Фронт шумел и гудел. Мы прошли около километра, увидели шоссе, а на обочине генерала со свитой. В кустах маскировались машины. Место здесь возвышенное и по обе стороны шоссе кусты чуть выше роста человека. Когда мы вышли на шоссе, генерал громко спросил:
- Кто такие? Куда следуете?
Я доложил и подал свой документ. С нами на двуколке ехал солдат, он вёз шансовый инструмент.
- Радиостанции положите в двуколку ( тачанка на двух колёсах), а самим вот здесь построиться! – приказал генерал.
-Товарищ генерал- майор, у меня приказ, подразделение ждёт связь.
- Выполняйте, старший сержант! Что не видите – фронт прорван! – он показал рукой вниз по шоссе. От нашего места шоссе шло вниз.
Пока мы ставили радиостанции и строились, около генерала уже стояло около трёх десятков солдат и офицеров. Когда мы подощли, генерал закричал громким голосом:
- Сюда!
А смотрел он не на нас, а куда-то в сторону. Я заметил, что среди кустов метрах в пятидесяти от нас со стороны передовой шли, пригибаясь, красноармейцы.
- Сюда, в строй, быстро!
Когда те подошли, мы уже стояли в строю.
- Товарищи красноармейцы, стыдно пятиться назад. Не так немец страшен, как кажется некоторым. Нужно прорвавшегося врага остановить. Вы бывалые воины, берите бутылки с зажигательной смесью, гранаты, патроны и врежьте по зубам этому гаду! – произнёс генерал.
Тут подошла подвода с боеприпасами. Мы набирали у кого чего не достаёт. Я взял две бутылки, две гранаты (лимонки) и немного патронов.

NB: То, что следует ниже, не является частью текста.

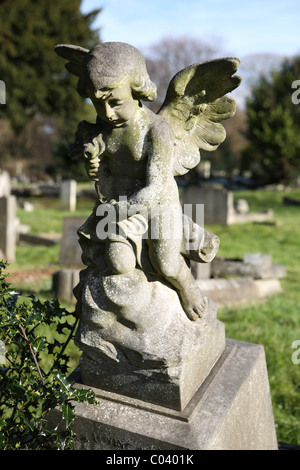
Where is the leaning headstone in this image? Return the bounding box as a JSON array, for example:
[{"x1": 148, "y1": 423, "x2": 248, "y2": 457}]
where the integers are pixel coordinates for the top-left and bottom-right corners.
[
  {"x1": 59, "y1": 217, "x2": 86, "y2": 265},
  {"x1": 60, "y1": 179, "x2": 77, "y2": 212},
  {"x1": 0, "y1": 196, "x2": 17, "y2": 262}
]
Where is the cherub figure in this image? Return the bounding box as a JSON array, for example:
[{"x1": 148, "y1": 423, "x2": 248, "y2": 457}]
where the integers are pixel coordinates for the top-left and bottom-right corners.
[{"x1": 55, "y1": 42, "x2": 241, "y2": 321}]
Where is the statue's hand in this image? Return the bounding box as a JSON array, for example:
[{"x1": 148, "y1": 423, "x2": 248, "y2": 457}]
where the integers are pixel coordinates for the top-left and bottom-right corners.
[
  {"x1": 85, "y1": 145, "x2": 101, "y2": 181},
  {"x1": 67, "y1": 120, "x2": 105, "y2": 162},
  {"x1": 68, "y1": 121, "x2": 106, "y2": 181}
]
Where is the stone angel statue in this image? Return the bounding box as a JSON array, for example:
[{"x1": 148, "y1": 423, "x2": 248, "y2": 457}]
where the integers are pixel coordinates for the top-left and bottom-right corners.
[{"x1": 55, "y1": 42, "x2": 241, "y2": 403}]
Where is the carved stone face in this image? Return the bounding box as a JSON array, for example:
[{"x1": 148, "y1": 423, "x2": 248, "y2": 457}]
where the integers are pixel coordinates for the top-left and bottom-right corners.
[{"x1": 86, "y1": 80, "x2": 139, "y2": 127}]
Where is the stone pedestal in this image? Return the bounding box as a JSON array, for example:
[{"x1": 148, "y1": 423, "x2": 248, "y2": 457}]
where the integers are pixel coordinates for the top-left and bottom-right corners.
[
  {"x1": 65, "y1": 338, "x2": 277, "y2": 450},
  {"x1": 79, "y1": 309, "x2": 224, "y2": 411},
  {"x1": 74, "y1": 266, "x2": 225, "y2": 412}
]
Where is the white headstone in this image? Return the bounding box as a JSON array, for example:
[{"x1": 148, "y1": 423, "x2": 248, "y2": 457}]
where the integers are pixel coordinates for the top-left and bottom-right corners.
[
  {"x1": 0, "y1": 196, "x2": 17, "y2": 262},
  {"x1": 0, "y1": 170, "x2": 11, "y2": 197},
  {"x1": 60, "y1": 179, "x2": 77, "y2": 212}
]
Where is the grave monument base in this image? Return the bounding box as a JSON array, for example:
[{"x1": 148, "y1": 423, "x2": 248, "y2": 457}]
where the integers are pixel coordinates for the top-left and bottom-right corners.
[{"x1": 63, "y1": 338, "x2": 277, "y2": 450}]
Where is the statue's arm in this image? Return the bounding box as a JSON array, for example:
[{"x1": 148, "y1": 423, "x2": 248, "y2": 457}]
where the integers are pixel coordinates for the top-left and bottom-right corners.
[{"x1": 128, "y1": 120, "x2": 174, "y2": 210}]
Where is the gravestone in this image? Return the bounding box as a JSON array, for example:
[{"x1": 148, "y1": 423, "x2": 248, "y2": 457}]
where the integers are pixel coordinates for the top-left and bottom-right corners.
[
  {"x1": 52, "y1": 268, "x2": 80, "y2": 302},
  {"x1": 0, "y1": 196, "x2": 17, "y2": 262},
  {"x1": 235, "y1": 198, "x2": 249, "y2": 214},
  {"x1": 197, "y1": 277, "x2": 282, "y2": 306},
  {"x1": 0, "y1": 170, "x2": 11, "y2": 197},
  {"x1": 211, "y1": 252, "x2": 286, "y2": 279},
  {"x1": 183, "y1": 185, "x2": 235, "y2": 225},
  {"x1": 182, "y1": 185, "x2": 274, "y2": 225},
  {"x1": 190, "y1": 259, "x2": 211, "y2": 279},
  {"x1": 60, "y1": 179, "x2": 77, "y2": 212},
  {"x1": 59, "y1": 217, "x2": 86, "y2": 266}
]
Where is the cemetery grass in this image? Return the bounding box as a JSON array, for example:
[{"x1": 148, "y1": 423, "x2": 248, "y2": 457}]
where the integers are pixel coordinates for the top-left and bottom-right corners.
[
  {"x1": 6, "y1": 188, "x2": 300, "y2": 446},
  {"x1": 210, "y1": 188, "x2": 300, "y2": 446}
]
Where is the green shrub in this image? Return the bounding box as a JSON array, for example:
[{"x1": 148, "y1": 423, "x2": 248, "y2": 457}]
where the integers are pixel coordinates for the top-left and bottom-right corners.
[{"x1": 0, "y1": 261, "x2": 95, "y2": 450}]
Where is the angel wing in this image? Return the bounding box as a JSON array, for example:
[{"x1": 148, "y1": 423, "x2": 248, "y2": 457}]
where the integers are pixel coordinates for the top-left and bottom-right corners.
[
  {"x1": 54, "y1": 44, "x2": 88, "y2": 77},
  {"x1": 158, "y1": 58, "x2": 242, "y2": 176}
]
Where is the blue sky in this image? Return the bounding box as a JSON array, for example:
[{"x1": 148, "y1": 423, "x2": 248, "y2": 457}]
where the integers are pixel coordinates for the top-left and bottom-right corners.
[{"x1": 81, "y1": 0, "x2": 300, "y2": 58}]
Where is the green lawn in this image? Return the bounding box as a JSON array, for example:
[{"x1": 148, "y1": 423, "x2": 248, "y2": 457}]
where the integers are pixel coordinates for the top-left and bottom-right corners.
[
  {"x1": 208, "y1": 188, "x2": 300, "y2": 445},
  {"x1": 7, "y1": 187, "x2": 300, "y2": 445}
]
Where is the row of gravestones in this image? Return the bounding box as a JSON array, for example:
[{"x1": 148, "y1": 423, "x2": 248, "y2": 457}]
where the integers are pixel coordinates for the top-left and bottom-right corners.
[
  {"x1": 51, "y1": 184, "x2": 282, "y2": 303},
  {"x1": 54, "y1": 216, "x2": 285, "y2": 304},
  {"x1": 1, "y1": 174, "x2": 274, "y2": 264},
  {"x1": 0, "y1": 169, "x2": 284, "y2": 305},
  {"x1": 0, "y1": 171, "x2": 77, "y2": 262}
]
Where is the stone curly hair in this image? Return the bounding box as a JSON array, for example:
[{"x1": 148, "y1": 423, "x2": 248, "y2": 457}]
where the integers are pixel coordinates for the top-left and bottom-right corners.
[{"x1": 77, "y1": 42, "x2": 157, "y2": 102}]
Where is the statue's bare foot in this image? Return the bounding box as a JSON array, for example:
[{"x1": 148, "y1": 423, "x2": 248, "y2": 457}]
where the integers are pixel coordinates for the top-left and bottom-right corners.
[{"x1": 179, "y1": 286, "x2": 207, "y2": 321}]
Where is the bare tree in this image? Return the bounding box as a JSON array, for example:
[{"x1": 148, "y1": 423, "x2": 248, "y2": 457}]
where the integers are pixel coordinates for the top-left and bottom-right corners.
[
  {"x1": 239, "y1": 52, "x2": 289, "y2": 86},
  {"x1": 143, "y1": 36, "x2": 223, "y2": 111}
]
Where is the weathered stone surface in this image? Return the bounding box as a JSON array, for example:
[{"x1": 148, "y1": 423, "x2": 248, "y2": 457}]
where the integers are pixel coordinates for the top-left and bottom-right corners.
[
  {"x1": 61, "y1": 339, "x2": 278, "y2": 450},
  {"x1": 75, "y1": 266, "x2": 225, "y2": 411},
  {"x1": 52, "y1": 42, "x2": 278, "y2": 452}
]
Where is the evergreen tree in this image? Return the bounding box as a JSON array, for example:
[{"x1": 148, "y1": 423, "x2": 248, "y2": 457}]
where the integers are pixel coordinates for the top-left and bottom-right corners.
[
  {"x1": 243, "y1": 56, "x2": 300, "y2": 184},
  {"x1": 0, "y1": 0, "x2": 101, "y2": 178}
]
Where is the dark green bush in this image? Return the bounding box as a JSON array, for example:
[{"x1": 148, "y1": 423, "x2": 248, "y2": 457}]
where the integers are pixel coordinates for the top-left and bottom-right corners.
[{"x1": 0, "y1": 261, "x2": 95, "y2": 450}]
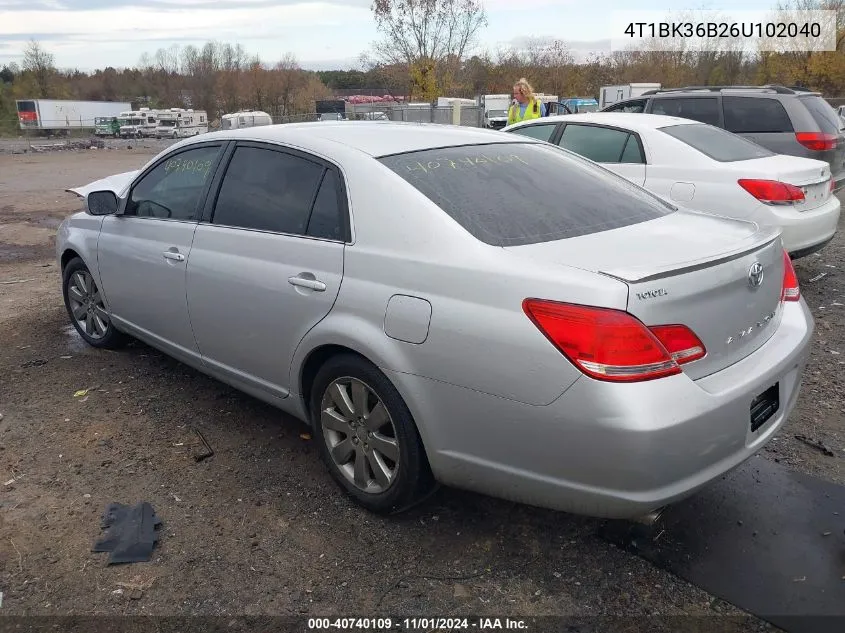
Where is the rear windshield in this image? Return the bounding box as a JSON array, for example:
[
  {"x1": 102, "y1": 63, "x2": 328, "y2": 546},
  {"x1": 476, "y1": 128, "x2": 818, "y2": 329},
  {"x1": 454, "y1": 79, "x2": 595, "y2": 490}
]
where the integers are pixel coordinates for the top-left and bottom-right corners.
[
  {"x1": 378, "y1": 143, "x2": 676, "y2": 247},
  {"x1": 659, "y1": 123, "x2": 774, "y2": 162},
  {"x1": 801, "y1": 95, "x2": 843, "y2": 134}
]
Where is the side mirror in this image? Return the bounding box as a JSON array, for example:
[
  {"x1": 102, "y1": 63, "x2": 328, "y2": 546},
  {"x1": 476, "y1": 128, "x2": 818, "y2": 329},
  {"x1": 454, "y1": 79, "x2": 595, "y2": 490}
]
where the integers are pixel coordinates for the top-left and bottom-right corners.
[{"x1": 86, "y1": 190, "x2": 119, "y2": 216}]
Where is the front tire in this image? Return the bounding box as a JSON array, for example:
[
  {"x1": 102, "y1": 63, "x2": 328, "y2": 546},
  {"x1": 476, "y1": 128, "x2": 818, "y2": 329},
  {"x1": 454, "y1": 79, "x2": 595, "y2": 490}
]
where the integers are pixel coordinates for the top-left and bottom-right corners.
[
  {"x1": 62, "y1": 257, "x2": 127, "y2": 349},
  {"x1": 310, "y1": 354, "x2": 434, "y2": 514}
]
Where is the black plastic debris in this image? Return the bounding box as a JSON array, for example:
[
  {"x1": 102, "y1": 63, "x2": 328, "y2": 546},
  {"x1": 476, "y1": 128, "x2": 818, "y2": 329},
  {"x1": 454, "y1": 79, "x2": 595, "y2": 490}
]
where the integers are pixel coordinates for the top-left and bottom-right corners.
[{"x1": 92, "y1": 502, "x2": 162, "y2": 565}]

Нашу группу в количестве не меньше пятидесяти человек повёл капитан, назначенный генералом. Мы двинулись по шоссе вниз. От нас было неплохо видно две или три деревни слева от уходящего вниз шоссе, а справа на обочине дороги стояла зенитка и стреляла прямой наводкой по прорвавшимся вражеским танкам. Мы шли широким шагом, очень торопились, потом капитан скомандовал:
- Бегом!
Мы понеслись, кто как мог. Добежали до развилки дорог: шоссе шло прямо и чуть вправо, а просёлочная дорога отходила влево к деревням. Мы уже были от генерала наверное километрах в трёх, когда капитан остановил нас. По пути к нам примкнул молоденький лейтенант с двумя красноармейцами. Капитан назначил того лейтенанта старшим над всей нашей группой. Я до сих пор помню, что у него лицо было почему-то очень красным. Капитан приказал:
- Там за деревнями есть небольшой овраг, где вы должны занять плацдарм. Окопаетесь и немца не пропускать. Я же буду собирать блуждающих и присылать к вам.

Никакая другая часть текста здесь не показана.